The tragedy of Bali bombings on October 12, 2002, not to mention a string of bombings
in other sites including the J.W. Marriott Hotel in Jakarta, claimed not only hundreds of
lives and untold material damage but also brought about negative impacts to either the
Bali Island's and Indonesia's tourism industries or the country's economic development.
This tragedy was noted in the Agenda of the UN Security Council in Resolution No. 1438
dated October 14, 2002, as an international terrorist action.

Aware of the terrorist actions of having always caused horrible consequences, major
casualties and indiscriminate destruction, there are no other ways then to condemn them
and at the same time to fight against and eradicate them.
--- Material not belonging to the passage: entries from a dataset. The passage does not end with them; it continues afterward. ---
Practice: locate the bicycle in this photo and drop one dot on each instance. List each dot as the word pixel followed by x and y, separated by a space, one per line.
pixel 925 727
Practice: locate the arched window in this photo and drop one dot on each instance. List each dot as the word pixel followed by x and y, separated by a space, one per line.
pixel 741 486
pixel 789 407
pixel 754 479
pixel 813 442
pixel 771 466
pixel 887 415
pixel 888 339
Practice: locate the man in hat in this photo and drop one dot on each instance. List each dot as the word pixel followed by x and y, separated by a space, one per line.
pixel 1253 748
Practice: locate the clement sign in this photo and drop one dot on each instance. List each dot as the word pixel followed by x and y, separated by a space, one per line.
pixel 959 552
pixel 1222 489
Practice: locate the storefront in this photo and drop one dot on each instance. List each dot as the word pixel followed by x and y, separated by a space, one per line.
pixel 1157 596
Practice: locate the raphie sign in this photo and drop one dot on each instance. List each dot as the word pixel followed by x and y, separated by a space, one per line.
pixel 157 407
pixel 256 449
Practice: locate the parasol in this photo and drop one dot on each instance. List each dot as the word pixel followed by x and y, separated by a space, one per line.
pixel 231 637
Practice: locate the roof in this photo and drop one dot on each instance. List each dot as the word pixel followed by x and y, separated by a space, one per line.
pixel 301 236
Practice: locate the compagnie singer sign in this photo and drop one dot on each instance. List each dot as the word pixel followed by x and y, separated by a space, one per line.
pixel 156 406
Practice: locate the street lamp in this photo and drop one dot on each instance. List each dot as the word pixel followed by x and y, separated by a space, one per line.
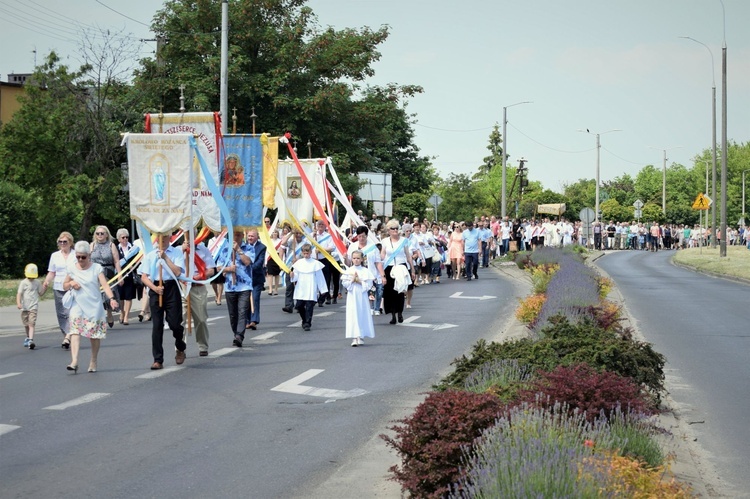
pixel 664 178
pixel 723 247
pixel 598 147
pixel 713 135
pixel 504 202
pixel 744 221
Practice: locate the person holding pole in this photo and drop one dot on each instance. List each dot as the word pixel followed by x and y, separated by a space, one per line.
pixel 238 284
pixel 159 271
pixel 198 295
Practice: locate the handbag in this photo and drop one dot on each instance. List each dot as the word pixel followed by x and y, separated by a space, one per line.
pixel 68 299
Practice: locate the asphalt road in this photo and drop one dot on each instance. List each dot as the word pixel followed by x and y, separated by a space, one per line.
pixel 700 324
pixel 236 423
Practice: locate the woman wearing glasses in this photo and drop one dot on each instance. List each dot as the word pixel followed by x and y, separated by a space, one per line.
pixel 56 272
pixel 396 254
pixel 104 252
pixel 86 314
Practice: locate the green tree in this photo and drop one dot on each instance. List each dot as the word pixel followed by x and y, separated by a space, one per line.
pixel 295 75
pixel 74 120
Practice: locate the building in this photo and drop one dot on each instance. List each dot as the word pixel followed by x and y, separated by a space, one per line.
pixel 10 91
In line with this, the Indonesian
government among other things has issued Government Regulation in lieu of Law No. 1
of 2002 concerning Eradication of the Crimes of Terrorism and Government Regulation
in lieu of Law No. 2 of 2002 on the application of Government Regulation in lieu of Law
No. 1 of 2002 on the Bali bombings. In their later development the two regulations have
been adopted and promulgated as Law No. 15 of 2003 and Law No. 16 of 2003, which
give strong legal foundation to fight against terrorism. The issuance of Law No. 15 of
2003 and Law No. 16 of 2003 (though it was then nullified through a judicial review by
the Constitutional Court) showed that the Government and the Indonesian nation have a
strong commitment to persistently fight against terrorism, and will never surrender. For
that, the government is going to maintain close cooperation with other countries in the
fight against terrorism, both in bilateral and multilateral framework.

In addition, the government keeps on improving the mechanism of terrorism eradication,


and intensifying early detection efforts and deterrent actions.

Meanwhile, the Indonesian Police deserve to be given thumbs up for their successes to
uncover, capture and detain terrorist suspects, who had waged a series of terrors,
including the Bali blasts, in a relatively short time. Now some have even been sentenced
to death and life imprisonment.

The trial process of the Bali blasts, for instance, has been an indication to some extent of
the success of the government in coping with anarchies committed by a group of people
suspected of having connection with international terrorist networks.